Member of the Legislative Yuan
- In office 1 February 1999 – 31 January 2005
- Constituency: Taipei 1
- In office 1 February 1996 – 31 January 1999
- Constituency: Taipei 2

Member of the National Assembly
- In office 1 February 1992 – 31 January 1996

Personal details
- Born: 26 August 1964 (age 61)
- Party: Democratic Progressive Party
- Spouse: Wang Tsuo-liang ​(m. 2002)​
- Parent(s): Wang Kun-ho (father) Kao Li-chun (mother)
- Education: National Taiwan University (LLB) Cornell University (LLM)
- Profession: Lawyer

= Alice Wang =

Taiwanese politician (born 1964)

Wang Hsueh-fung (王雪峰; born 26 August 1964), also known by her English name Alice Wang, is a Taiwanese politician who served in the Legislative Yuan from 1996 to 2005.

==Early life and education==
Wang was born to parents Wang Kun-ho and Kao Li-chun. Both her father Wang Kun-ho and younger brother Wang Po-yu have served on the Taipei City Council.

After graduating from Taipei Private Yan Ping High School, Wang attended law school at National Taiwan University, where she advocated for the democratization of Taiwan as a student activist.
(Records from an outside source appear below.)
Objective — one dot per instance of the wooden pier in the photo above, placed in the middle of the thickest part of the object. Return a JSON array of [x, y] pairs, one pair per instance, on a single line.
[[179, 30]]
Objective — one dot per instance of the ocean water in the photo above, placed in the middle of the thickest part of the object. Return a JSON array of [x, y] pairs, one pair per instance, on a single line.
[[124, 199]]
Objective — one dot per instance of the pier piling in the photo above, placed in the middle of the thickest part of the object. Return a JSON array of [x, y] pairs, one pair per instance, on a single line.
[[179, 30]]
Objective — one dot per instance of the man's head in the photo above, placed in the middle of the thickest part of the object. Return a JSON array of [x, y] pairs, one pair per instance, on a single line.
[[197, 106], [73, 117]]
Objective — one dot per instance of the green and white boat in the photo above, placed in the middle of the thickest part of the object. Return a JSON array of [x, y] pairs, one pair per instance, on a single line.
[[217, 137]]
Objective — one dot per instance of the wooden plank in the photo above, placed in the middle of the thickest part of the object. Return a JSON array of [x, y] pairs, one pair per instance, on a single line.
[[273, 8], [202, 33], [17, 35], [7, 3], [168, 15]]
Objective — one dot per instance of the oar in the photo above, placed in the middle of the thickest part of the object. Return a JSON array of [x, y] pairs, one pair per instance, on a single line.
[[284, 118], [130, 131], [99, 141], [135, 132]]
After earning a Bachelor of Laws (LL.B.), Wang continued her legal education at Cornell University in the United States and obtained a Master of Laws (LL.M.) from Cornell Law School. She worked as a lawyer and also taught at Tamkang University and National Open University.

==Political career==
She won a seat on the National Assembly in 1991, taking office the next year at the age of 28. She ran for the Legislative Yuan in 1995, winning reelection twice thereafter in 1998 and 2001. During her 2001 campaign, she expressed clear support for downsizing the legislature, but broke with the Democratic Progressive Party by criticizing the vote allocation scheme in place that year. In 2002, Wang pushed the DPP to nominate Yeh Chu-lan as its candidate for the Taipei mayoralty. Instead, Yeh remained head of the Hakka Affairs Council until 2004.
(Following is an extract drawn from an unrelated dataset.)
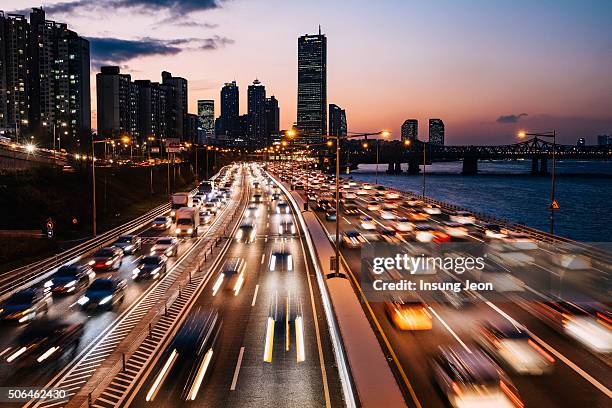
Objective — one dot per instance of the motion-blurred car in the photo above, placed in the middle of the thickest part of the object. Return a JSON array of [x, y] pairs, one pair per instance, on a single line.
[[514, 348], [150, 267], [410, 315], [167, 246], [128, 243], [188, 358], [469, 378], [161, 223], [70, 279], [25, 305], [43, 341], [103, 294], [247, 232], [353, 239]]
As a legislator, Wang was noted for her speaking out on mental and public health issues, including tobacco consumption and drunk driving. In 2000, she helped draw attention to conditions at the Lungfatang psychiatric care center in Kaohsiung County.

==Personal life==
Wang co-founded a legislative group for unmarried female parliamentarians in 2002, but left the group after marrying Wang Tsuo-liang in May 2002. It was reported in 2009 that Wang and her husband were earning money from the collection of recyclables. In January 2010, Alice Wang petitioned the Xindian bench of the Taipei District Court to grant her a restraining order against Wang Tsuo-liang, citing verbal and physical abuse.